Label-Free Multiple Reaction Monitoring (MRM)
MRM experiments were performed on a 4000 Q TRAP hybrid triple quadrupole/linear ion trap mass spectrometer (Applied Biosystems, Foster City, CA) interfaced with a NanoACQUITY UPLC system. Chromatography was performed with Solvent A (Milli-Q water with 0.1% formic acid) and Solvent B (acetonitrile with 0.1% formic acid). Typically, 5 μl of an appropriate tryptic digest was injected in duplicate on PicoFrit columns (75-μm i.d., 15-μm tip opening; New Objective, Woburn, MA) packed in house with 25 cm of Magic C18 3-μm reversed-phase resin (Michrom Bioresources, Auburn, CA). Peptides were eluted at 300 nL/min using an acetonitrile gradient consisting of 5–35% B over 15 min, 35–70% B over 5 min, 70% B for 5 min before returning to 5% B in 0.5 min.
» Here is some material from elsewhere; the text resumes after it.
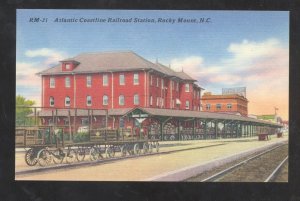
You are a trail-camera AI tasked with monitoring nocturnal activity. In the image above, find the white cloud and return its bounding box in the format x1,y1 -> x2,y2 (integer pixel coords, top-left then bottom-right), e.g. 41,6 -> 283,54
166,38 -> 289,119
To minimize sample carryover, a blank was run between each sample. Data were acquired with a spray voltage of 2,800 V, curtain gas of 20 p.s.i., nebulizer gas of 10 p.s.i., and an interface heater temperature of 150 °C. At least three MRM transitions per peptide, and three peptides per protein were monitored and acquired at unit resolution in both Q1 and Q3 quadrupoles to maximize specificity. Scheduled MRM also was used to reduce the number of concurrent transitions and maximize the dwell time for each transition. The MRM detection window was set at 4 min, and target scan time was set at 1 s. The final MRM method included 60 optimized transitions for five target proteins. Data analysis was performed using MultiQuant version 1.1 software (AB/MDS Sciex, Foster City, CA). The most abundant transition for each peptide was used for quantification unless interference from the matrix was observed. In these cases, another transition free of interference was chosen for quantification.